As one of the March on Washington's sister marches going on across the country, nearly 500 people marched across the Portage Lake Bridge in solidarity with women's rights on Jan. 21.

The march comes a day after the inauguration of President Donald Trump, who has made comments some consider disparaging to women. But the group in Houghton said their message was less of a protest and more of a statement of support for all people.

"We're all here to support each other," marcher Olivia Deans said.

"We're all here together, no matter what background we come from and our age," marcher Mackenzy Shega-Fox said. "You look around and there's people who said they marched in the '60s and they're really proud to see women like us out here. It's a great feeling to be together."

The Women's March on Washington organization, which gathered about 500,000 people in the capital, said its mission was to stand in solidarity with groups it said were marginalized throughout the election, including immigrants, Muslims, people who identify as LGBT, Native Americans, people of color and people with disabilities.

"I'm here today because equal democracy for all matters, and this march means that to me," 12-year-old marcher Judy Isaksson said. "I feel proud and courageous.

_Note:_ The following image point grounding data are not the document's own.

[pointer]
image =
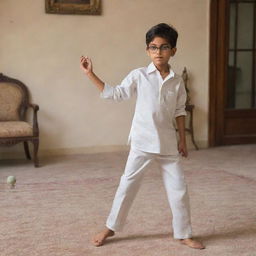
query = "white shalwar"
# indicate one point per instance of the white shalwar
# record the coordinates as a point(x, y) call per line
point(152, 137)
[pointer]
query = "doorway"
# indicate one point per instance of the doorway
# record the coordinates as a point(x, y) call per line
point(232, 118)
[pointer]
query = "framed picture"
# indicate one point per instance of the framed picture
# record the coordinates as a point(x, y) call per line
point(92, 7)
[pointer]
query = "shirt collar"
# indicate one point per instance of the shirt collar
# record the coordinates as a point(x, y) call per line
point(152, 68)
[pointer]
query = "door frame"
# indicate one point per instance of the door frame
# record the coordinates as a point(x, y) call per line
point(217, 72)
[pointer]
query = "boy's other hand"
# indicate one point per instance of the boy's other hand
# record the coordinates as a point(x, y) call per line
point(86, 65)
point(182, 148)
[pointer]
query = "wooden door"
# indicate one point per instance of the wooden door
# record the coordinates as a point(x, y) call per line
point(232, 72)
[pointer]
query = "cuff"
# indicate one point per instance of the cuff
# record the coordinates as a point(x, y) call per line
point(107, 92)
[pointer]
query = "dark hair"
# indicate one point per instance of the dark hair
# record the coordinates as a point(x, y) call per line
point(162, 30)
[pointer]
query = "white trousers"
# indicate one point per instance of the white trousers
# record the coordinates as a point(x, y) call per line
point(174, 183)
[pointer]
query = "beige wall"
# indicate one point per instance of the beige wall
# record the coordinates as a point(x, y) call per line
point(43, 51)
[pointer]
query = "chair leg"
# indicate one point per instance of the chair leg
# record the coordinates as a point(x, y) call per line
point(36, 146)
point(26, 149)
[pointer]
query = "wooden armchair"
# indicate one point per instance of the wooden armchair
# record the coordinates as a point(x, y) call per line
point(14, 102)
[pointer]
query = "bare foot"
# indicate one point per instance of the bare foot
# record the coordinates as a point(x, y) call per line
point(99, 239)
point(192, 243)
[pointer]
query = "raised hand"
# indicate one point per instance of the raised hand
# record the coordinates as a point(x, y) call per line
point(86, 65)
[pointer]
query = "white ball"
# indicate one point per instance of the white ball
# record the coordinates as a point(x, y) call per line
point(11, 180)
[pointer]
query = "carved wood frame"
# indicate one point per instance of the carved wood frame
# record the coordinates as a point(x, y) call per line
point(53, 7)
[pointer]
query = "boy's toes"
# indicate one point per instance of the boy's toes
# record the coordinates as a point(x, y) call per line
point(97, 242)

I feel great."

Showcasing the diversity of views in the area, many cars honked as they drove past, both in support and dissent.

"I want to send the message that there are more of us than there are not," marcher Curt Allred said. "In our little community here, it looks like the entire town turned out, and this is in a conservative area."

It was estimated that about a million people participated in the March on Washington and sister marches across the country.